Parents rely on school staff to make sure their kids are safe at school. This includes safety from exposure to X-rated materials, such as porn and excessive violence, as well as misinformation, including deep fakes, which they are too young to decipher. But even under close supervision, children can be exposed to such material on their own, especially on their or their friends’ smartphones (TikTok, anyone?). While it’s true that there are many parent-control apps that filter and manage kids’ usage of smartphones, kids are smart, digital natives; they enjoy the challenge of coming up with new ways to bypass these measures. This can lead to an endless cat-and-mouse game of new measures and new workarounds.


The un-social network

For some children, screens are also used as a place of refuge. Kids, especially socially awkward ones, sometimes lack the social skills required to make or interact with friends. They may shy away from social interactions if they feel out of place. But face-to-face interaction is a critical life skill. When we interact with others, we are continuously processing wordless signals like facial expressions, tone of voice, and even the physical distance between us. Equipping children with smartphones may increase the chance that they will choose the phone over learning to socialize with other kids. This will make it harder for them in the long term to face social situations as they grow up. Sure, the pandemic and its lockdowns altered what parents considered a normal amount of smartphone and screen time for kids. But the consequences of too much screen time – which school is supposed to be an escape from – can include increased obesity, irregular sleep, impaired academic performance, desensitization to violence, etc.

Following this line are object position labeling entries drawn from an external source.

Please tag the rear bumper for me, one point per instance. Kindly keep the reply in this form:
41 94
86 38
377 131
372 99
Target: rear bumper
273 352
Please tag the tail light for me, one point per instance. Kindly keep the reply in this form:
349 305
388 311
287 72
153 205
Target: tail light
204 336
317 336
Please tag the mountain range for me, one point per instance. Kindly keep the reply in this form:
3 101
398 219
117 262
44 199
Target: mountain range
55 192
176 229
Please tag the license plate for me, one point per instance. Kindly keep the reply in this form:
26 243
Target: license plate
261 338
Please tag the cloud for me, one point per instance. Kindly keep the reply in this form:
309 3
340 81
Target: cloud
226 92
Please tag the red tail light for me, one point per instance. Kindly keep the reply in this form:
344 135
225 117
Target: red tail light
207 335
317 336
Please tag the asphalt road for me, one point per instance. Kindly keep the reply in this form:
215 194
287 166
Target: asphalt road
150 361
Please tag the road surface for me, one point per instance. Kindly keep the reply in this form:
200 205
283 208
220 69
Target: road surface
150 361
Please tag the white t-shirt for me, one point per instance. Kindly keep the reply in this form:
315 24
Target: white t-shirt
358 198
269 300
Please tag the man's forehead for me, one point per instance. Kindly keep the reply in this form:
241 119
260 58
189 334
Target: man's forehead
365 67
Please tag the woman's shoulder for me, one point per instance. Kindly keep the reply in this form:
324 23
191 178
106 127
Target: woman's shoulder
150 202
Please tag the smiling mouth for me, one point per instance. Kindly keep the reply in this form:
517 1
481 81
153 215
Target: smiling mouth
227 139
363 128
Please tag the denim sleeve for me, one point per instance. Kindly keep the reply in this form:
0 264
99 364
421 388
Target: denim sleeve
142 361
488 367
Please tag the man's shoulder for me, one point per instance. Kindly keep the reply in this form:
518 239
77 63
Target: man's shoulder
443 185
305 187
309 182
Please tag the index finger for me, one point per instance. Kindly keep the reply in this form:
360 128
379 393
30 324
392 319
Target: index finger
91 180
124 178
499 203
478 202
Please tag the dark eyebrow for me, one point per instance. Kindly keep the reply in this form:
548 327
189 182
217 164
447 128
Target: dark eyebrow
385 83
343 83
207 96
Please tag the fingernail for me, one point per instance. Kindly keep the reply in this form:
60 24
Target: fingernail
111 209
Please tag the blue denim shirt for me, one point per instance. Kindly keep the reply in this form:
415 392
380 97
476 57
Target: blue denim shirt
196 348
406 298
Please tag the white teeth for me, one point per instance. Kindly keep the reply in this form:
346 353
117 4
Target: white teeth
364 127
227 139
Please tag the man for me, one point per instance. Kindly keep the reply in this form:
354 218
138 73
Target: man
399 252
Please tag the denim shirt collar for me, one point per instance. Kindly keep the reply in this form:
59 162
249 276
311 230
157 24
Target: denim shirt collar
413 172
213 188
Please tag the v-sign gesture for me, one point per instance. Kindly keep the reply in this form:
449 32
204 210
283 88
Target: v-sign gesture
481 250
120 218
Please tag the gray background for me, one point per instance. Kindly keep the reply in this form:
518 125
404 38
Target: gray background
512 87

We should allow smartphones in school



Interactive learning in classrooms

Many schools today don’t have the equipment needed to make technology accessible for their students. This is where smartphones as learning aids come into the picture. These everyday hand-held devices have more processing power than all of NASA’s computers when they landed a man on the moon. So, instead of dealing with computers, the teacher can simply ask the class to scan a QR code or enter a www address that will take students directly to interactive content for the subject they are currently studying. New innovations like AI (hello, ChatGPT) is being used by students, whether teachers like it or not. Some are even incorporating it into classrooms, so those students with smartphones will have easy access to the competitive advantage that AI gives. When in-school education was compromised by the pandemic, hybrid learning became prevalent; digital education has since remained just another way for students to learn about the world around them and for teachers to communicate with them – on various digital platforms, all accessible by smartphones.


Keeping in touch

Back in the day, for parents to contact their children at school, they would have to call the school secretary, dictate a note and have it passed to the teacher and then to the student. Such inefficient methods are no longer required; direct content allows students and parents increased flexibility and freedom in their after-school playdates, activities, and pick-up arrangements. Plus, given the record number of school shootings occurring across America, smartphones give both students and their parents an added feeling of security, knowing that they can call and text each other at any moment.


That’ll teach you

Children are growing up in a world dominated by smartphones. Instead of keeping this significant societal change outside of school and trying to pretend it doesn’t exist, we are better off educating students in school about the benefits and risks of smartphone use (and overuse). This includes teaching children about digital and cyberbullying and its harmful effects and how to responsibly use various social media platforms that are accessible from their smartphones. Teachers can also encourage children to question information and sources that they are exposed to on their smartphones, and how to become more media-savvy, which is an especially important lesson in today’s age of “fake news.”


The Bottom LineSmartphones can make classrooms more in tune with the future lives of students, but can also pose a threat to their social and academic development. What would you say if your child asked to bring a smartphone to school?